IBL Group revenue hits $1.5 billion as regional diversification drives growth

Omokolade Ajayi
Omokolade Ajayi
IBL Group headquarters at Caudan Waterfront in Port Louis, Mauritius, home to the conglomerate reporting $1.5 billion in half-year revenue.

IBL Group, Mauritius’ largest diversified conglomerate, reported first-half earnings that topped expectations as revenue climbed to MUR68.4 billion ($1.5 billion), underscoring the growing contribution from its regional operations and recent acquisitions.

Revenue up 13%, profit doubles

In its abridged unaudited financial statements for the half year ended Dec. 31, 2025, the group said revenue rose 13 percent from MUR60.8 billion ($1.32 billion) in the first half of its 2025 fiscal year. The increase reflects stronger integration of newly acquired businesses and steady performance across its overseas subsidiaries, a key pillar of its “Beyond Borders” strategy.
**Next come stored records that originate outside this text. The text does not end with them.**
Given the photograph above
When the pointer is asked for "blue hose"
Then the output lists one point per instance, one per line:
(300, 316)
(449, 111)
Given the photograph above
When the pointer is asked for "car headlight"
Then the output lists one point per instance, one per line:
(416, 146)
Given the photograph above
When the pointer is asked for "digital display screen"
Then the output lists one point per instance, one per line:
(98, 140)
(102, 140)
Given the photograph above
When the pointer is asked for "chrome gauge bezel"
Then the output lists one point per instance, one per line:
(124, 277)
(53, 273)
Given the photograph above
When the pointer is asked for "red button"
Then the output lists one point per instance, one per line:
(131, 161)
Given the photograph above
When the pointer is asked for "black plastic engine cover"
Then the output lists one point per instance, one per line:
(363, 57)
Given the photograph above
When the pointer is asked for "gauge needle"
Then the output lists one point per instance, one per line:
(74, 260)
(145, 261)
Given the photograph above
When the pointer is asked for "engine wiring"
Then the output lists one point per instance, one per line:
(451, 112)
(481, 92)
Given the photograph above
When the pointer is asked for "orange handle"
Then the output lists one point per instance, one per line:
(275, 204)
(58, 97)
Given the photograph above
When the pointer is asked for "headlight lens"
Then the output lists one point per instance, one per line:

Arnaud Lagesse and IBL Group executives

Higher sales, combined with tighter cost control, lifted profitability sharply. Finance costs fell from MUR2.04 billion ($44.4 million) to MUR1.69 billion ($36.8 million), helped in part by lower debt levels. Profit after tax more than doubled, rising 116 percent from MUR1.22 billion ($26.6 million) to MUR2.64 billion ($57.5 million). The figures point to a period in which operating gains translated more directly to the bottom line.

Broad-based growth cuts net debt

Every business cluster posted growth in turnover and operating profit. Profit from associates increased from MUR234 million ($5.1 million) to MUR433 million ($9.43 million), adding to overall earnings. Net debt declined following the partial disposal of AfrAsia, easing pressure on the balance sheet. With stronger EBITDA and operating cash flow, the net debt-to-EBITDA ratio improved from 3.8 times in June 2025 to 3.0 times in December 2025.

Retail remained the group’s largest contributor. Revenue in the segment reached MUR35.94 billion ($783 million), supported by Naivas, the Kenyan retailer in which the group holds a majority stake. Consumer brands and distribution generated MUR15.77 billion ($343.6 million). Industrials brought in MUR9.97 billion ($217.2 million), services contributed MUR9.78 billion ($213.1 million), and corporate services added MUR285.7 million ($6.22 million).

IBL Group grows assets, guards margins

Founded more than a century ago, IBL Group operates more than 300 brands across 22 countries and employs over 40,000 people. The group has interests spanning retail, financial services, logistics and engineering. Total assets rose from MUR142.8 billion ($3.11 billion) as of June 30, 2025, to MUR146.4 billion ($3.18 billion) at the end of December. Total equity increased from MUR44.3 billion ($965.2 million) to MUR47.5 billion ($1.03 billion).

Overview of IBL Group’s global operations.

In a statement accompanying the results, the group said second-quarter trading benefited from seasonal factors that may not carry into the second half. Even so, management said it remains focused on improving operations and protecting margins amid a volatile global economy. With operations spread across markets and sectors, the company said it believes its diversified base provides stability as it navigates shifting economic conditions while pursuing measured growth.